Naomi Elishuv plays violin during surgery
Naomi Elishuv plays violin during surgeryGPO photo

For Naomi Elishuv, a professional violinist formerly of the Lithuanian National Symphony Orchestra, Israel Chamber Orchestra and the Givatayim Conservatorium of Music, Tuesday was the day she was reborn as a musician.

Elishuv had been forced to put down the violin for 20 years, after being struck with tremors that prevented her from playing professionally.

However, immediately after deep brain stimulation (DBS) surgery at the Tel Aviv Sourasky Medical Center, Elishuv dramatically picked up her beloved instrument again, even as she still lay on the operating table.

"My greatest love was playing the violin, but unfortunately, until today, I have had to make do with teaching," explained Elishuv. "My tremor prevented me from playing professionally, and this was very difficult for a woman such as myself, who was used to playing her entire life."

After the long years, Elishuv said "I could not continue any longer in my 20-year tremor state; I can’t wait to return to normal life. I want to play, sign my name, and drink tea without spilling it, and I am only sorry that I just now discovered this surgery."

Professor Yitzhak Fried, Director of Functional Neurosurgery who operated on Elishuv, remarked "this is the first time that I have operated on a patient who played an instrument during surgery, and I am so pleased that we had the opportunity to enjoy a private concert from a most talented and honorable musician."

Explaining the procedure, Fried noted "we implanted and positioned a brain pacemaker with electrodes in the area of the brain disturbance, which emits impulses to suppress the tremor that was disturbing Elishuv’s daily functioning. The operation was performed under local anesthesia."

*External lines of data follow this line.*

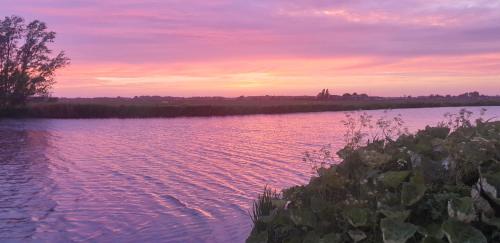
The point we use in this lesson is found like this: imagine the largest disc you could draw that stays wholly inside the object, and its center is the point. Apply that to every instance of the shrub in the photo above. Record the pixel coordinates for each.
(439, 185)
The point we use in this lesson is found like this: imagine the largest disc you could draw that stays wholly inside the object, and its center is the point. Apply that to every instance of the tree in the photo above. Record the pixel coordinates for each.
(27, 66)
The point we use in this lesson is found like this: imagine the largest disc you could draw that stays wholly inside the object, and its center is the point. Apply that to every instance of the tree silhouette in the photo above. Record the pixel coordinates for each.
(27, 67)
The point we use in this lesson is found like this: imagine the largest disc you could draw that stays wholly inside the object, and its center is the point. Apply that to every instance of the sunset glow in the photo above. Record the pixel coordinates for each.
(275, 47)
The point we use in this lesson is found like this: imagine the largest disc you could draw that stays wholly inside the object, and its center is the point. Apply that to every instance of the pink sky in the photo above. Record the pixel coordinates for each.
(275, 47)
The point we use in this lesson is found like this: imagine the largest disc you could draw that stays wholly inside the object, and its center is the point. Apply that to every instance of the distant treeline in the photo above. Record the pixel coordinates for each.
(116, 108)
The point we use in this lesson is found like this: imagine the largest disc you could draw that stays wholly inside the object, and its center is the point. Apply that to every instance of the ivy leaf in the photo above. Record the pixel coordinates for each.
(462, 209)
(356, 216)
(258, 238)
(413, 191)
(459, 232)
(394, 231)
(394, 178)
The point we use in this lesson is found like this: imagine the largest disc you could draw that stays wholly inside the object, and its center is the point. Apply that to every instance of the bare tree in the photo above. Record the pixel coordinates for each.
(27, 66)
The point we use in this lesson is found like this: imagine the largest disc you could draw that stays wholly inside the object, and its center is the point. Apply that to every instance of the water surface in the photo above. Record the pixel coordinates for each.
(157, 180)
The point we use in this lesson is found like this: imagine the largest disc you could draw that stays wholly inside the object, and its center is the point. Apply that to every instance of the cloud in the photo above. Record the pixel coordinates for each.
(156, 35)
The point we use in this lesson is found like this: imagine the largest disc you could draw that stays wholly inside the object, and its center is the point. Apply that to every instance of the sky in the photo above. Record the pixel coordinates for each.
(271, 47)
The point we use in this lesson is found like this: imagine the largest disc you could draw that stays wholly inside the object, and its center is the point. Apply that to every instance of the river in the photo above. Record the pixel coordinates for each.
(158, 180)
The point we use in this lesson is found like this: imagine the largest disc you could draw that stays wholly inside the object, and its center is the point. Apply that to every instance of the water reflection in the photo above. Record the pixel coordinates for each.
(156, 180)
(25, 185)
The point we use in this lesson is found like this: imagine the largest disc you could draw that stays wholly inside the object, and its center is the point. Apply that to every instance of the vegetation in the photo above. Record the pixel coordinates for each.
(142, 107)
(26, 65)
(439, 185)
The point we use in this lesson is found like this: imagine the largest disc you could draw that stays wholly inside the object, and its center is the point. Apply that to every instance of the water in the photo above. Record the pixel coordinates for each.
(156, 180)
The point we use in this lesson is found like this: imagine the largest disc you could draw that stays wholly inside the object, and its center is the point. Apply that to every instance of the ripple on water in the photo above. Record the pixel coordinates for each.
(155, 180)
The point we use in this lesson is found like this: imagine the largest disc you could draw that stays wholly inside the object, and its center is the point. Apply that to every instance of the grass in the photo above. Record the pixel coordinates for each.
(440, 184)
(186, 107)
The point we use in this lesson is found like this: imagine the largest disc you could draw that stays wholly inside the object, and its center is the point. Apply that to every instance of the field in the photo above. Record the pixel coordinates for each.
(144, 107)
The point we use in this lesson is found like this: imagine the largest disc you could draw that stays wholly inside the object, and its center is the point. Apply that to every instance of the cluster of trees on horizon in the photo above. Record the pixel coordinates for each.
(27, 66)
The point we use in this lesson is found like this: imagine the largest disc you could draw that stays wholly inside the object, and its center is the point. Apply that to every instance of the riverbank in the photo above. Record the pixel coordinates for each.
(116, 108)
(433, 186)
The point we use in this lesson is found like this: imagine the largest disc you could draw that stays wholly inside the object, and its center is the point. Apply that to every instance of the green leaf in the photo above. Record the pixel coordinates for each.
(331, 238)
(459, 232)
(396, 213)
(431, 230)
(303, 217)
(318, 204)
(491, 221)
(311, 237)
(357, 235)
(462, 209)
(413, 191)
(356, 216)
(258, 238)
(394, 231)
(430, 239)
(394, 178)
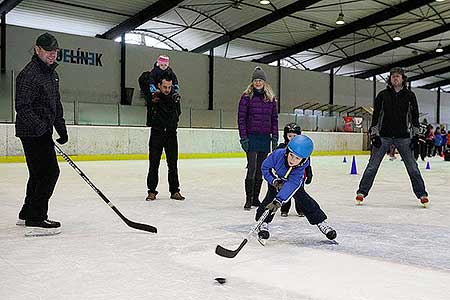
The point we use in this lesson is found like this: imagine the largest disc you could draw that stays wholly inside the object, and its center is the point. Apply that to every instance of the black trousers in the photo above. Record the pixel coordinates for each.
(303, 200)
(163, 139)
(43, 172)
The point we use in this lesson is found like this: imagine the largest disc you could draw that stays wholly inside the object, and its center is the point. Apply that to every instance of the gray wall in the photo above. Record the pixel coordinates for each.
(85, 83)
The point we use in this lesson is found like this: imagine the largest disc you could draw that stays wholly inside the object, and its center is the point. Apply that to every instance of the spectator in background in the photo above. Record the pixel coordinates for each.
(429, 140)
(258, 131)
(149, 79)
(437, 142)
(395, 111)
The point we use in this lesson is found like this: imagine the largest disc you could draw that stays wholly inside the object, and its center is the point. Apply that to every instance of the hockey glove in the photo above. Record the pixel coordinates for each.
(273, 206)
(63, 138)
(376, 141)
(245, 144)
(278, 183)
(414, 142)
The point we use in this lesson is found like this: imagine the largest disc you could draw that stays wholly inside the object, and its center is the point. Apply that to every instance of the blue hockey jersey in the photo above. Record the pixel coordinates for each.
(275, 166)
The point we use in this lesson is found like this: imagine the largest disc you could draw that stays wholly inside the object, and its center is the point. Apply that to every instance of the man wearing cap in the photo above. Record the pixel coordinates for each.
(395, 121)
(149, 79)
(39, 109)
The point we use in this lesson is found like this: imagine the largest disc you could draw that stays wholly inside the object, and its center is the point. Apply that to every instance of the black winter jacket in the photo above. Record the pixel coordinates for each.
(164, 113)
(38, 102)
(395, 114)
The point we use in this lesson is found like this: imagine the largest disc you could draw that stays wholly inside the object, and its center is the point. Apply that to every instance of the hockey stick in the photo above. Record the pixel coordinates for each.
(221, 251)
(130, 223)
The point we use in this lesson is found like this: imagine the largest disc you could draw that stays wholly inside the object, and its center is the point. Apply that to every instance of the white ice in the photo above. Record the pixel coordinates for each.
(389, 248)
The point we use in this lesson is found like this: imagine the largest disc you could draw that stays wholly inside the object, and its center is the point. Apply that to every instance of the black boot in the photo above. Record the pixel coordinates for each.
(248, 193)
(256, 190)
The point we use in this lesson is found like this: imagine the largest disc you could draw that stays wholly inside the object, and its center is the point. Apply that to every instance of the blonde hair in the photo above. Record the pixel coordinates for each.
(269, 95)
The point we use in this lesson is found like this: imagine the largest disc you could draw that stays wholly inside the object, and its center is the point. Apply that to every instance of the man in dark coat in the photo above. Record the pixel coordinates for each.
(39, 109)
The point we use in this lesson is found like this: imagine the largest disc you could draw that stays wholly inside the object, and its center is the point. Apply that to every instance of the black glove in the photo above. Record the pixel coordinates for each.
(414, 142)
(273, 206)
(376, 141)
(245, 144)
(308, 178)
(63, 138)
(278, 183)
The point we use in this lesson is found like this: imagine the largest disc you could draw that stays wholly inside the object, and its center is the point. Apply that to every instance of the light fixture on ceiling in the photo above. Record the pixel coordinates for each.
(236, 5)
(314, 26)
(340, 20)
(439, 48)
(397, 36)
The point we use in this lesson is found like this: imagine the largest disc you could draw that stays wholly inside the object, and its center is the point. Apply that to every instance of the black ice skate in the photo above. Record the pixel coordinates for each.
(263, 233)
(42, 228)
(326, 229)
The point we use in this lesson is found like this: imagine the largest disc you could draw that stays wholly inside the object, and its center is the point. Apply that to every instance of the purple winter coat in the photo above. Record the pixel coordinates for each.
(257, 116)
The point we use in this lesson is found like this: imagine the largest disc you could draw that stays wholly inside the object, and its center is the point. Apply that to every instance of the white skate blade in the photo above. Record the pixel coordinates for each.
(262, 241)
(39, 231)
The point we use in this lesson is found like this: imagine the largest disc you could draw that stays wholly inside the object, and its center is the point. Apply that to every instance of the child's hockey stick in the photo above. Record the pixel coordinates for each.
(232, 253)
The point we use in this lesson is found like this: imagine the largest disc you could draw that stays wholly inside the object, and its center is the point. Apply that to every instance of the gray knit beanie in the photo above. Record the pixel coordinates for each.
(259, 74)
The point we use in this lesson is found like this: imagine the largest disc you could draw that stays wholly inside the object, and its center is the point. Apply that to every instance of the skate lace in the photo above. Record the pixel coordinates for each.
(324, 227)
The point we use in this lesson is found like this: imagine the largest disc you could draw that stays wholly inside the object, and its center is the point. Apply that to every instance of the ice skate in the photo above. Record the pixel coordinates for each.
(42, 228)
(424, 201)
(359, 199)
(263, 233)
(326, 229)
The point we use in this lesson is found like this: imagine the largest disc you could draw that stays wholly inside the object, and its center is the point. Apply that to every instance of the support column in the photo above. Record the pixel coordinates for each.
(123, 93)
(438, 106)
(279, 85)
(3, 44)
(211, 80)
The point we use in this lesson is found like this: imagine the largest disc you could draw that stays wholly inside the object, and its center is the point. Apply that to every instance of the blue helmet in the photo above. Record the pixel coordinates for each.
(301, 146)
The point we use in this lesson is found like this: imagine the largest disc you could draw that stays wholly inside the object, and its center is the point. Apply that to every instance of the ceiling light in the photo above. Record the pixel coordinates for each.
(314, 26)
(397, 36)
(340, 19)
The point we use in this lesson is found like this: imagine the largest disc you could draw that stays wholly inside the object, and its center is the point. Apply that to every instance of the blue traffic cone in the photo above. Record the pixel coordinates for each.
(353, 171)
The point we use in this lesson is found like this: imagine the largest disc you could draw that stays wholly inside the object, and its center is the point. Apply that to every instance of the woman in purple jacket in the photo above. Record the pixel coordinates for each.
(258, 130)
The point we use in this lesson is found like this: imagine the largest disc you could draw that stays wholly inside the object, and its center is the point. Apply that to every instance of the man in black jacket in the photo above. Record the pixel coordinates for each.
(163, 111)
(395, 113)
(39, 109)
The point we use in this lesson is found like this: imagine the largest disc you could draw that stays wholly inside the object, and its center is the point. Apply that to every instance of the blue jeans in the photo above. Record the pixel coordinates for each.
(377, 155)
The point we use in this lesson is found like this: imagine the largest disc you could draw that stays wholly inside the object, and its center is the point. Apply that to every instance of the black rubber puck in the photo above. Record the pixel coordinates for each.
(220, 280)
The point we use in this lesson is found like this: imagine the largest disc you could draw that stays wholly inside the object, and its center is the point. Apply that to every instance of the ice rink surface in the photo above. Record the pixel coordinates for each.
(389, 248)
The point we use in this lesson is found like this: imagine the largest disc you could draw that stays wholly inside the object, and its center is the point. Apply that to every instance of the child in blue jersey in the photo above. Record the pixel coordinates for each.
(284, 185)
(289, 132)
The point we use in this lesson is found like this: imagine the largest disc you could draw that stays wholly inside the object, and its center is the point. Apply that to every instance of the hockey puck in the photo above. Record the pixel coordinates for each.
(220, 280)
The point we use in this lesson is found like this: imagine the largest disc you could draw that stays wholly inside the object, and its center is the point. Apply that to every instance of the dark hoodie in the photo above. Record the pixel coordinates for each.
(395, 113)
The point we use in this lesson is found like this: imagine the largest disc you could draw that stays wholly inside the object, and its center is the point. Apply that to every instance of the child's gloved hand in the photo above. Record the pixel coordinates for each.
(278, 183)
(273, 206)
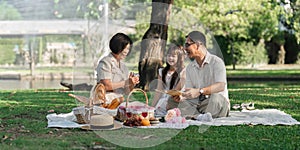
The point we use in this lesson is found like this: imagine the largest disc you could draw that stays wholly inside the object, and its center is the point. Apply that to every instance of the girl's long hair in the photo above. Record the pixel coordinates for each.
(179, 51)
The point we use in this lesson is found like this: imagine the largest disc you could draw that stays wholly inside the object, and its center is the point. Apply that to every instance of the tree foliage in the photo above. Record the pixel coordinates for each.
(8, 12)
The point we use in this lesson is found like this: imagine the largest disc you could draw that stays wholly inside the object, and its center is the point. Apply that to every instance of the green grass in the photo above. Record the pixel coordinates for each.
(23, 124)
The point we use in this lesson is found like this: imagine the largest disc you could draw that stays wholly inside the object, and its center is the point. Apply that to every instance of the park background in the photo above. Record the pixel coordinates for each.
(259, 41)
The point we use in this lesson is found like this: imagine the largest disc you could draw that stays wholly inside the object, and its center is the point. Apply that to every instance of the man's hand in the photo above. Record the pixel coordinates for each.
(191, 93)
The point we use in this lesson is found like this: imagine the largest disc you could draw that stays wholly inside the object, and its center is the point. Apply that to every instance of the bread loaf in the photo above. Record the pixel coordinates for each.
(115, 103)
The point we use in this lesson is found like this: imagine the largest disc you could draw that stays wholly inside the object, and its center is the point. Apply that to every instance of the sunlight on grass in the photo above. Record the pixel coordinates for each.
(9, 102)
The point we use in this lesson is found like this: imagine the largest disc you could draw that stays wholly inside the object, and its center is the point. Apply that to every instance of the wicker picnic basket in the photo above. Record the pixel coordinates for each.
(83, 113)
(135, 108)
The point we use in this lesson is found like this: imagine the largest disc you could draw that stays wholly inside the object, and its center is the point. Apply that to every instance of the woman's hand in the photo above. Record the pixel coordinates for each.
(191, 93)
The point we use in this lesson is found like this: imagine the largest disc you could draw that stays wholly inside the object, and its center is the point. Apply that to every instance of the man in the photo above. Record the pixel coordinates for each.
(206, 95)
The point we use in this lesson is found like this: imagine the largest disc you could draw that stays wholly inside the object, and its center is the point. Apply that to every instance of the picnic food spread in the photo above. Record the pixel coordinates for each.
(103, 121)
(133, 114)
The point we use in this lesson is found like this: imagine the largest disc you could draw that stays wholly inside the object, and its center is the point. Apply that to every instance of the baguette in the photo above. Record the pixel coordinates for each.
(115, 103)
(174, 92)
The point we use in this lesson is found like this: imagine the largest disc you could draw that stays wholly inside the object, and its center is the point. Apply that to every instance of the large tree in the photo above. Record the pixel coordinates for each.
(154, 42)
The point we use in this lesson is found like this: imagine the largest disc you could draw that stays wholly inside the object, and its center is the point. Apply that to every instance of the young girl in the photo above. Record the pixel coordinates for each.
(170, 77)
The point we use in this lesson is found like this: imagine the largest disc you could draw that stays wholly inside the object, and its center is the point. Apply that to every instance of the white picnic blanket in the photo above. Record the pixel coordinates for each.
(253, 117)
(245, 117)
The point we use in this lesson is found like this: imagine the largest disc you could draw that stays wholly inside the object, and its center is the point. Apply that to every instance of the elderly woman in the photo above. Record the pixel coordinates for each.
(111, 70)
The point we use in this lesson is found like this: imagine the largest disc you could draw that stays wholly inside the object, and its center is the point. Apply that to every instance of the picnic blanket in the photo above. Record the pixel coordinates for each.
(244, 117)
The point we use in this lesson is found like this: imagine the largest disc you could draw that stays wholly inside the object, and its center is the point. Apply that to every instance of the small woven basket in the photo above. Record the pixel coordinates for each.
(83, 114)
(121, 113)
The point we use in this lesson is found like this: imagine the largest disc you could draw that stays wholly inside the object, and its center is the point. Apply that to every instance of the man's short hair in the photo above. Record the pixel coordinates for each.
(197, 36)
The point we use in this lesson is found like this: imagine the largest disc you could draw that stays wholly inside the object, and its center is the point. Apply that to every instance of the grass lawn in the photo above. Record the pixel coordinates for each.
(23, 123)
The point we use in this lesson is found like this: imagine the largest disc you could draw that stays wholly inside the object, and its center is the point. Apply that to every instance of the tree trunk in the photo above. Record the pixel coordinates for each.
(154, 42)
(281, 54)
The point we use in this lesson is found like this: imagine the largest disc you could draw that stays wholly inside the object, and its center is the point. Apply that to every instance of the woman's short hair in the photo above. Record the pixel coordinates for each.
(118, 42)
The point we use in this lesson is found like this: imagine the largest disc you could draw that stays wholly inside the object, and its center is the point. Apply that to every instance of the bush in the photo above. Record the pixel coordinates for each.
(248, 53)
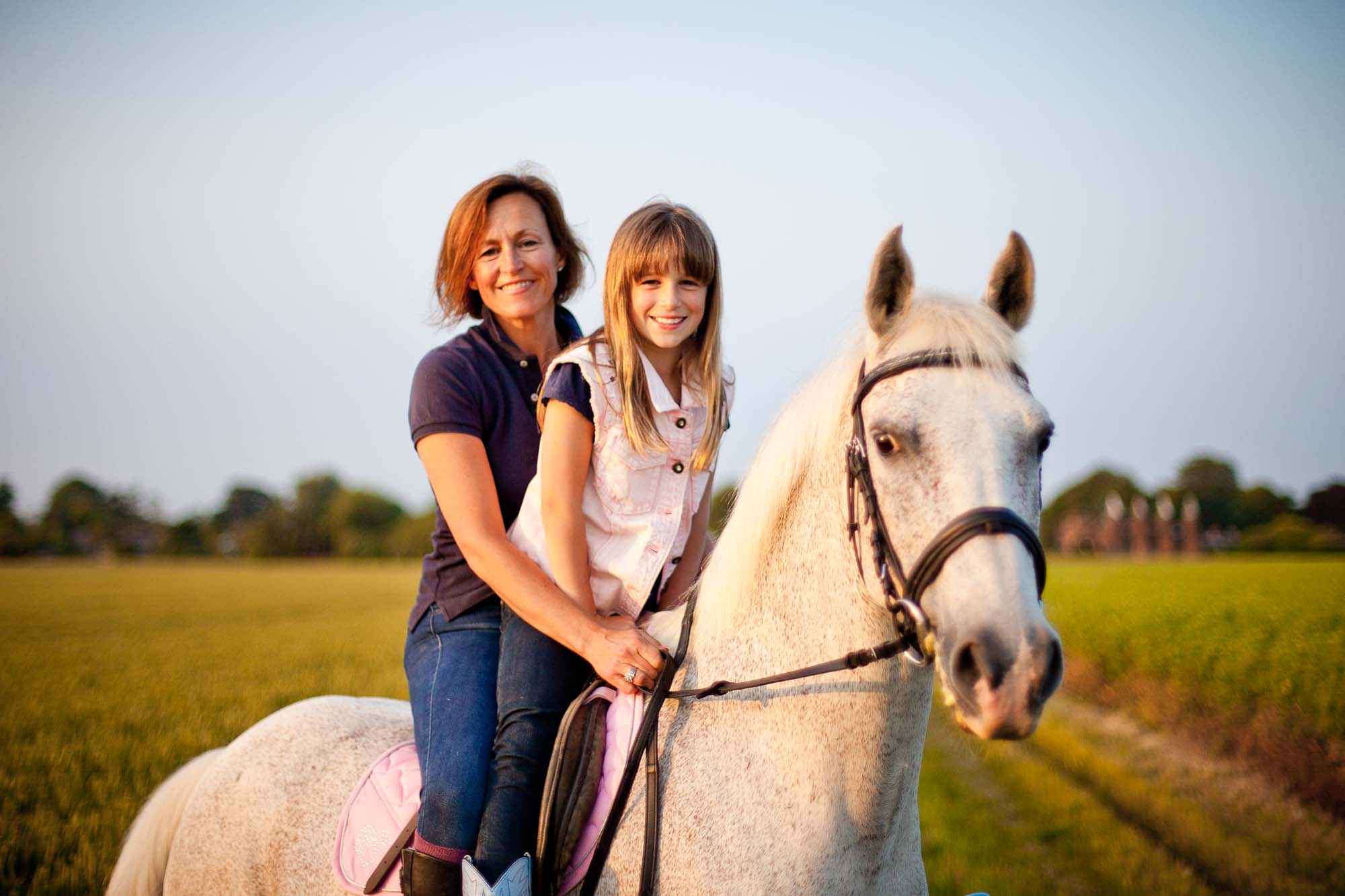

Aside from dramatically illustrating the effects of the surgery, Elishuv's violin playing came at the request of the medical team, who wanted her participation in real-time to "place the electrode in the optimal location."

"During the procedure, she did not feel pain because these areas of the brain do not feel pain," Fried continued, "Before the operation, I did stereotactic planning, which enabled me to identify the exact optimal brain location, within millimeters."

"When we activated the stimulation in the exact location, we found that the tremor disappeared and Elishuv continued to play Mozart - with great emotion, but without the tremor or side effects,” Fried concluded.

In the video, she shouts out "I have control!" when she finally begins to play without tremors.